Network / Fetch Guard
PR #62357 — Cross-origin 307 and 308 redirects were forwarding request bodies, which can expose sensitive POST data to unintended origins. OpenClaw now drops request bodies on cross-origin 307/308 redirects by default, matching the behavior browsers implement for safety.
Dotenv / Runtime-Control Injection
PR #62660 & #62663 — Untrusted workspace .env files could previously set runtime-control env vars, browser-control override vars, and skip-server vars that OpenClaw would then honor at startup. This created a privilege escalation path: a malicious repository could embed a .env that redirects browser control or bypasses the local server entirely. Both categories of vars are now blocked from untrusted workspace .env files, and unsafe URL-style browser control override specifiers are rejected outright.
Gateway / Node Exec Event Sanitization
PR #62659 — Remote node exec events (exec.started, exec.finished, exec.denied) were being enqueued as trusted system events, and their node-provided fields (command, output, reason) were passed through unsanitized. A compromised or malicious node could inject arbitrary content into the event stream. These events are now marked as untrusted and all node-provided text fields are sanitized before enqueueing.
Gateway Tool / Exec Config Write Protection
PR #62001 — Model-facing config write operations could be used to change exec approval paths — effectively allowing a model to grant itself broader execution permissions. This vector is now blocked: model-facing config writes cannot modify exec approval paths.
Host Exec / Environment Sanitization
PR #59119, #62002, #62291 — A broad sweep of dangerous environment variable overrides has been blocked from host exec contexts. This covers Java (JAVA_TOOL_OPTIONS, _JAVA_OPTIONS), Rust/Cargo (CARGO_HOME, RUSTUP_HOME), Git (GIT_SSH_COMMAND, GIT_PROXY_COMMAND, GIT_EXEC_PATH), Kubernetes (KUBECONFIG), and cloud credential env vars (AWS_SHARED_CREDENTIALS_FILE, GOOGLE_APPLICATION_CREDENTIALS, and others). Any of these could be abused to intercept toolchain calls or redirect credential lookups.
Commands / Allowlist Authorization
PR #62383 — The /allowlist add and /allowlist remove commands previously did not require owner-level authorization. Any session with command access could expand or contract the allowlist. Owner authorization is now required for both commands.
Plugins / Onboarding ID Collision
PR #62368 — Untrusted workspace plugins could register provider auth-choice IDs that collided with bundled provider auth IDs, potentially hijacking auth flows. ID collision between workspace plugins and bundled providers is now prevented at the onboarding layer.
Dependency Audit
The basic-ftp dependency has been force-pinned to 5.2.1 to pick up the upstream CRLF command-injection fix. Hono and @hono/node-server have also been bumped. If you run a custom OpenClaw deployment with pinned dependencies, update your lock files accordingly.
Severity Assessment
The SSRF quarantine bypass (PR #63226) and the dotenv injection issues (PR #62660/#62663) are the highest-severity items in this batch. Both are exploitable by a workspace that a user opens — no additional attacker access is required beyond convincing a user to open a malicious workspace or repository. The exec event sanitization issue (PR #62659) is high severity for multi-node deployments.
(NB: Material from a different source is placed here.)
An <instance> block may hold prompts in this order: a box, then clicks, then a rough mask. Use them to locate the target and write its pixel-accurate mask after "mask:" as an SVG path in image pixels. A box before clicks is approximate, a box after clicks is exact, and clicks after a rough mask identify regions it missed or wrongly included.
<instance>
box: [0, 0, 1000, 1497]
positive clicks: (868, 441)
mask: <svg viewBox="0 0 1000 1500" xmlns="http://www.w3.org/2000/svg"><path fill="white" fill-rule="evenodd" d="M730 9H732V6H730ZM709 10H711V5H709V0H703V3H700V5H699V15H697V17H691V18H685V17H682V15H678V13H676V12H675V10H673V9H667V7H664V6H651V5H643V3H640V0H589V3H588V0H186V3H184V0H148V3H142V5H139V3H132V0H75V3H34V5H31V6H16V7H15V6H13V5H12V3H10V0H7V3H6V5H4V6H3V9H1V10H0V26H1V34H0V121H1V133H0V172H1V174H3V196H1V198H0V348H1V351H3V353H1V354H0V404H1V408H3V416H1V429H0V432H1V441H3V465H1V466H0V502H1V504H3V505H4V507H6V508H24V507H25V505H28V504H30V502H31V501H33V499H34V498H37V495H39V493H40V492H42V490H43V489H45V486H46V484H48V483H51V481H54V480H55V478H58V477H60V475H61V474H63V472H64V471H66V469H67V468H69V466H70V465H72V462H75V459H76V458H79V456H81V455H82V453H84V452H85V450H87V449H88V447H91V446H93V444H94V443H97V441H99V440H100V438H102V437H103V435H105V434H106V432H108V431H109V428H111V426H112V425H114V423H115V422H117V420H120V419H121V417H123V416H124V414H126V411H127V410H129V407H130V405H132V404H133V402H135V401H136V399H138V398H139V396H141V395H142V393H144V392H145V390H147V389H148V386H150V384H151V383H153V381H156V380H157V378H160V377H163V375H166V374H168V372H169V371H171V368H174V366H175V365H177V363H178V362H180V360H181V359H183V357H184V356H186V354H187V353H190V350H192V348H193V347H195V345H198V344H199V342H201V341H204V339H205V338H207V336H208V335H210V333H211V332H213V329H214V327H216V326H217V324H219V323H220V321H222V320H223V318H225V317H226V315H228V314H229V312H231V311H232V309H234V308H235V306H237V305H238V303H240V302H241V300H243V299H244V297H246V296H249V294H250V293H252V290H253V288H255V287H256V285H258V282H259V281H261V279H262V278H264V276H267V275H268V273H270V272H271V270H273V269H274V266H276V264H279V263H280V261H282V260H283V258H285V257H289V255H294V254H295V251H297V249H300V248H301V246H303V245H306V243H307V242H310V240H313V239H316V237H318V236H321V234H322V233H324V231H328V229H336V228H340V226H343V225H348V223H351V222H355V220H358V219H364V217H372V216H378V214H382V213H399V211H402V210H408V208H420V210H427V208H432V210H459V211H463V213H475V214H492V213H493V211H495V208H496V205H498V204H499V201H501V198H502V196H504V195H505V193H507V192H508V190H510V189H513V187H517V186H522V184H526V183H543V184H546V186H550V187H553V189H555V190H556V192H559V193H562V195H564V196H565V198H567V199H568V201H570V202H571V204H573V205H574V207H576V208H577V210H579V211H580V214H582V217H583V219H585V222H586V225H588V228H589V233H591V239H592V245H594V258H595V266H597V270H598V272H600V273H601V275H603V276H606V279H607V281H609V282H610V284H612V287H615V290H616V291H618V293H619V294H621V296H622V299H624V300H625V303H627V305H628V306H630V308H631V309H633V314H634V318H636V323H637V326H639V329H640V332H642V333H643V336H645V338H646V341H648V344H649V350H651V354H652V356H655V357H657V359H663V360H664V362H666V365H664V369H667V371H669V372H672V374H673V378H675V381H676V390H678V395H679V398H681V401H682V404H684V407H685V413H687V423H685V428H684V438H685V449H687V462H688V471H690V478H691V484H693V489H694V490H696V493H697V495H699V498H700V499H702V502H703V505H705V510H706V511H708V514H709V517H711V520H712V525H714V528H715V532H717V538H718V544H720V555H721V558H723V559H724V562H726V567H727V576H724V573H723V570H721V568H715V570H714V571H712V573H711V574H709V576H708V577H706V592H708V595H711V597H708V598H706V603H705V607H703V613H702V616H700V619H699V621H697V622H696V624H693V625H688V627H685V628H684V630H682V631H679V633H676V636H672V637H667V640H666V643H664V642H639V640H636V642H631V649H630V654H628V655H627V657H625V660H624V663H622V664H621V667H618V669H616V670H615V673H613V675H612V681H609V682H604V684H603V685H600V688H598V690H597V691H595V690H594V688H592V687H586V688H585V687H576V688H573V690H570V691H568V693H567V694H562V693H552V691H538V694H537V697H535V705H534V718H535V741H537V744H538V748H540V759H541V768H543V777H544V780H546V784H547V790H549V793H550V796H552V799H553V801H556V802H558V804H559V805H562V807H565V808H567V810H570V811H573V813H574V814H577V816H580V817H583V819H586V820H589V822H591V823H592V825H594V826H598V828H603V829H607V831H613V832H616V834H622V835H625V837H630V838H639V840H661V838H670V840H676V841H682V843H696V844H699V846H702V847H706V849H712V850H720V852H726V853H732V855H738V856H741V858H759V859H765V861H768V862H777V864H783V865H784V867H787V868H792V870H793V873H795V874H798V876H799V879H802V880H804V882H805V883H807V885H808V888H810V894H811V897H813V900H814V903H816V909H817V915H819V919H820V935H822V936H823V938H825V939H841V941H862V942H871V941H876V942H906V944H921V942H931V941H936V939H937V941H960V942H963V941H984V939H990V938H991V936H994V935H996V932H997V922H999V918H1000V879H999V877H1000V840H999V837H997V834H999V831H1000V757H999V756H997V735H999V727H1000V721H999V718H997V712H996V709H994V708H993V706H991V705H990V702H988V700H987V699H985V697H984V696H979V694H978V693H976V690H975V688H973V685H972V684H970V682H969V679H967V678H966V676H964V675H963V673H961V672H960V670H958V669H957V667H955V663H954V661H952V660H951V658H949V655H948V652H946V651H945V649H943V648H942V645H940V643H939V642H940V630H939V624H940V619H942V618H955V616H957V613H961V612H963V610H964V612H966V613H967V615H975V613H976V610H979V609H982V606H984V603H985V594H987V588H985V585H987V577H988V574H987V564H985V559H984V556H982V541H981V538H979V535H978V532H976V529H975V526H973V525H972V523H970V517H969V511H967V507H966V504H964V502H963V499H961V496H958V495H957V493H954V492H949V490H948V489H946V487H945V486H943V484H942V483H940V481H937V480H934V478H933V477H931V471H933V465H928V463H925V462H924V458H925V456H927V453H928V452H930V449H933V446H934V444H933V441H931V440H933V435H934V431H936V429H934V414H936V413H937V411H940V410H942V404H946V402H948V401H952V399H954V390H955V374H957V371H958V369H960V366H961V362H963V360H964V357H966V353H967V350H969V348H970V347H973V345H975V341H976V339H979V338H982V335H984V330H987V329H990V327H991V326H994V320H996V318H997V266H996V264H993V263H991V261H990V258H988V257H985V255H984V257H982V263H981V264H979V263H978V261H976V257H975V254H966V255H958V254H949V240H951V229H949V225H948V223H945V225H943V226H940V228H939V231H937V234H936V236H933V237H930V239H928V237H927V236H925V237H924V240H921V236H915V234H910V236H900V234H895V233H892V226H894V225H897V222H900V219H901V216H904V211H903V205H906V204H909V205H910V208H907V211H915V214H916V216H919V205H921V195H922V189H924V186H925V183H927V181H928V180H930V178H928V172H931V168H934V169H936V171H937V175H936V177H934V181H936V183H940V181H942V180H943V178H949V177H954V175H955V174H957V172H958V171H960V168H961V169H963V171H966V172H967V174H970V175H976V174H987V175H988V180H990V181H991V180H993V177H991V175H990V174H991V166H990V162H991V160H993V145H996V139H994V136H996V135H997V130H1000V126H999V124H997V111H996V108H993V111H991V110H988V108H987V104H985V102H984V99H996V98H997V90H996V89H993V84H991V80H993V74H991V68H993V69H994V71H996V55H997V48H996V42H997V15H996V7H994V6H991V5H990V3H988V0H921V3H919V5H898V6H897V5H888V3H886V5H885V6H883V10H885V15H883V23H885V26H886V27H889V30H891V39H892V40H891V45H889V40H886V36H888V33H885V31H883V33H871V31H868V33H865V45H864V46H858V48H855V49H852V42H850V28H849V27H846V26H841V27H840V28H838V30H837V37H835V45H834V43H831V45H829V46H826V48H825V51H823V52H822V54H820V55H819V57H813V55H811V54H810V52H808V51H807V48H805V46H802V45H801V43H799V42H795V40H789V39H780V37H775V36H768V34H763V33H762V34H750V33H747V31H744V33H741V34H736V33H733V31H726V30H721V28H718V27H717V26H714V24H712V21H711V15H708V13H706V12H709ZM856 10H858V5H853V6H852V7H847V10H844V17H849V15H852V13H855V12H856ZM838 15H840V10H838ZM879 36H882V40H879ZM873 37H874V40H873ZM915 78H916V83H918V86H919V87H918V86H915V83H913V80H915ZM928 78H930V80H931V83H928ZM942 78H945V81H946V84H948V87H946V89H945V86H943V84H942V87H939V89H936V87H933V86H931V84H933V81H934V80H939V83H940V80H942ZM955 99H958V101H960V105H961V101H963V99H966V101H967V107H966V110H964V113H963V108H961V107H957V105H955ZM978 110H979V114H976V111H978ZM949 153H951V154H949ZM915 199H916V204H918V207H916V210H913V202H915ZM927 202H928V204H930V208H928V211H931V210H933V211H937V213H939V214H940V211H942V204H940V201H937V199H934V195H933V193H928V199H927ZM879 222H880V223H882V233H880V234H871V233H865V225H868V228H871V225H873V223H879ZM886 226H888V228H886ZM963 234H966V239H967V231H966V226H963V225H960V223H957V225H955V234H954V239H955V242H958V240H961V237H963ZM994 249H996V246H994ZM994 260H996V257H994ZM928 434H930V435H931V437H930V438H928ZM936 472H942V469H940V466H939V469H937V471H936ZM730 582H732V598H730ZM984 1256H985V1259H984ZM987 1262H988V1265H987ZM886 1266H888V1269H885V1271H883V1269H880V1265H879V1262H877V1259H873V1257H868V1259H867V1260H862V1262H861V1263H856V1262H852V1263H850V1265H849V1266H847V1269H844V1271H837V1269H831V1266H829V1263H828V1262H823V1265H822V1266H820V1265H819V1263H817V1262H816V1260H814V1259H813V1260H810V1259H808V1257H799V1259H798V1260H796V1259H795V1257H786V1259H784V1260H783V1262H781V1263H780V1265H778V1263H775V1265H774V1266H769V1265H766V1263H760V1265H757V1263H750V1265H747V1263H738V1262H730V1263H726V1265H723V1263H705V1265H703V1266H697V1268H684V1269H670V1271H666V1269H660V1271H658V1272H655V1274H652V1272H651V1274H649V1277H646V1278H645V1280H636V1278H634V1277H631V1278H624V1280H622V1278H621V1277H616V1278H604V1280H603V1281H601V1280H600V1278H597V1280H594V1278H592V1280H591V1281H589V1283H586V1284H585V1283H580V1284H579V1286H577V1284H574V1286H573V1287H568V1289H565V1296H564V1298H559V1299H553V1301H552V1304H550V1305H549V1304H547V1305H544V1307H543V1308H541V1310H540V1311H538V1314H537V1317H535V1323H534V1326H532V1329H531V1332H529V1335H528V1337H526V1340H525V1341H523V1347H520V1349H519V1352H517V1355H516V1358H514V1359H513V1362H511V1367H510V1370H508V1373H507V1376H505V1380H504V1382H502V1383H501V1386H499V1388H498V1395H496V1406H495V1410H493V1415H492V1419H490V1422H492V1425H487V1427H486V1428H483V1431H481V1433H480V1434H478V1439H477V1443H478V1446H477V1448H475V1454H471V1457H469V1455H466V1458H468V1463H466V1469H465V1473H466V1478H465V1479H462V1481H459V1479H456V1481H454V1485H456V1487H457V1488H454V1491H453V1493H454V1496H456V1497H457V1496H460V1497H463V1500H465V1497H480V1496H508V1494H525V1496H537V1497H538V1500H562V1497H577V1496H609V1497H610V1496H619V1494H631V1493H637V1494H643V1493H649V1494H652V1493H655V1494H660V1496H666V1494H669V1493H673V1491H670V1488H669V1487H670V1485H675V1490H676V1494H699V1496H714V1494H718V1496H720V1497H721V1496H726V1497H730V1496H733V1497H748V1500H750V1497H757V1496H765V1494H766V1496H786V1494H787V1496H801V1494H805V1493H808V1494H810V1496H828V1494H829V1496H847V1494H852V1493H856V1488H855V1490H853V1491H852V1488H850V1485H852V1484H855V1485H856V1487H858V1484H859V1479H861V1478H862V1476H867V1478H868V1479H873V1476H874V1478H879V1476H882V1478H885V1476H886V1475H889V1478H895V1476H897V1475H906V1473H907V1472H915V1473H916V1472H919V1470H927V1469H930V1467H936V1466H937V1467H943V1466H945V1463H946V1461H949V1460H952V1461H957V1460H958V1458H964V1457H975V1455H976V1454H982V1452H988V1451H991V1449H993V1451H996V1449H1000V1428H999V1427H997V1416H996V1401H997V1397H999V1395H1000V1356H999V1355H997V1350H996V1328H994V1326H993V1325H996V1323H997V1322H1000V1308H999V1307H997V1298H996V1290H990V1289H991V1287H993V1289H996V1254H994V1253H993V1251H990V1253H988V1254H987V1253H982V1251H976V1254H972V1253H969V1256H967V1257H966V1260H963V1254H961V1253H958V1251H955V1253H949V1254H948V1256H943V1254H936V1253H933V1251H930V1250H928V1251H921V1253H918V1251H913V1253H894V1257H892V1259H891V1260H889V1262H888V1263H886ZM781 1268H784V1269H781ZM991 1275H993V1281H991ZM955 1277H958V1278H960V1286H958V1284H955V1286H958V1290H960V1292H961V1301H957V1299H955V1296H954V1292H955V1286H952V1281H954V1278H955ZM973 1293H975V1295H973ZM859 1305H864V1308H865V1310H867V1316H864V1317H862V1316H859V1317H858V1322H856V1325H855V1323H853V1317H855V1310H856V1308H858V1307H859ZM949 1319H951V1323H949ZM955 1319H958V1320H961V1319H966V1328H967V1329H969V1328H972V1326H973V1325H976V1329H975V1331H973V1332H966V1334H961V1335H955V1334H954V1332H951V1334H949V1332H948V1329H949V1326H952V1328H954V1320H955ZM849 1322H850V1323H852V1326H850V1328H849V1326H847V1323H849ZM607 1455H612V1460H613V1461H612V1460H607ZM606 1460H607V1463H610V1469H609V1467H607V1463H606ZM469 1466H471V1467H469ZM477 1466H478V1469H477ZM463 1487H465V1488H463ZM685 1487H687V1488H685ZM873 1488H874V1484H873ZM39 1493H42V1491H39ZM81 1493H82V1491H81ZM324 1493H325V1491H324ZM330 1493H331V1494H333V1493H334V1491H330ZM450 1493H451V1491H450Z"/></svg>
The remaining fixes are medium-severity hardening items that close legitimate attack paths but require more specific preconditions.
How to Upgrade
Update via your standard package manager or pull the latest Docker image. If you are running a self-hosted deployment, check the GitHub releases page for build artifacts and migration notes.
Do not delay. Several of these fixes address issues that are exploitable without elevated access.